Atletica - Milano, 20 Novembre 2025
I giovanissimi dell'atletica Italiana
I saltatori italiani e non solo...
di Elena Pellegrini
Atletica - Milano, 20 Novembre 2025
I giovanissimi dell'atletica Italiana
I saltatori italiani e non solo...
di Elena Pellegrini
Negli anni successivi alla pandemia, l’atletica italiana ha visto una crescita esponenziale sia nei numeri sia nei risultati. Sempre più giovani si avvicinano a questo sport, trovando nelle piste e nelle pedane un modo per mettersi alla prova, superare i propri limiti e vivere emozioni autentiche.
Tra i protagonisti di questa nuova generazione spiccano due nomi ormai noti anche a livello internazionale: Mattia Furlani e Erika Saraceni. Entrambi hanno rappresentato l’Italia con grande orgoglio ai meeting del 2025, tra cui la tappa di Madrid: l'European Athletics Team Championships 2025, dove hanno confermato il loro straordinario talento.
Mattia Furlani
Classe 2005, specialista del salto in lungo, Furlani ha già collezionato primati e medaglie: il suo miglior salto personale outdoor è di 8,39 m (2025) secondo la scheda ufficiale.
A Madrid, nell’ambito degli Europei a squadre si è classificato primo nel salto in lungo con 8,07 m.
In un’intervista ha dichiarato:
“This is a most special evening. I worked so hard and put so much determination into getting a medal… I had a small problem with my run-up, but as usual I tried to stay calm and save the best for last. Now I am here with this gold medal. This is a perfect year for me.”
Il passaggio “I had a small problem with my run-up, but … I tried to stay calm” è particolarmente interessante: mostra che anche i giovani campioni gestiscono momenti di difficoltà e fanno della resilienza una forza.
Erika Saraceni
Classe 2006, milanese, specializzata nel salto triplo, Saraceni sta già lasciando il segno. Il suo primato personale è 14,24 m, stabilito all' European Athletics U20 Championship 2025 a Tampere.
A Madrid, ottima prestazione anche per lei: ha ottenuto la medaglia di bronzo con un salto di 14,08 m, contribuendo con punti preziosi alla classifica della squadra azzurra.

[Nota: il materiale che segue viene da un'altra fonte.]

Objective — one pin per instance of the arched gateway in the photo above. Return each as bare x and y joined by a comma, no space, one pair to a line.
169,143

In un articolo si legge a proposito della sua performance: “La recente performance di Saraceni agli Europei a squadre a Madrid ha evidenziato non solo il suo talento naturale, ma anche la sua determinazione e capacità di crescere sotto pressione.”
Le nuove leve: tra velocità e talento
Anche tra gli Under 18 e Under 20 emergono già nomi che promettono molto. Un esempio lampante è Kelly Ann Maevane Doualla Edimo.
Classe 2009, a soli 15 anni ha stabilito record europei e italiani nella velocità: quest'anno ha corso i 100 m in 11,21 s, firmando il nuovo record europeo Under 18.
Ha dichiarato:
“I am very excited for this result. I was very emotional in the finish because it was a very important competition for me. … My mum is a big fan of Shelly-Ann Fraser-Pryce, so my middle name is also Ann. I have always been following her since my childhood.”
E ancora: secondo un suo allenatore “Kelly non conosce la sconfitta: ha piedi da record.”
Oltre a Kelly ci sono molti altri giovani atleti italiani con ottime prestazioni, che rendono l’attuale panorama estremamente stimolante per l’atletica giovanile.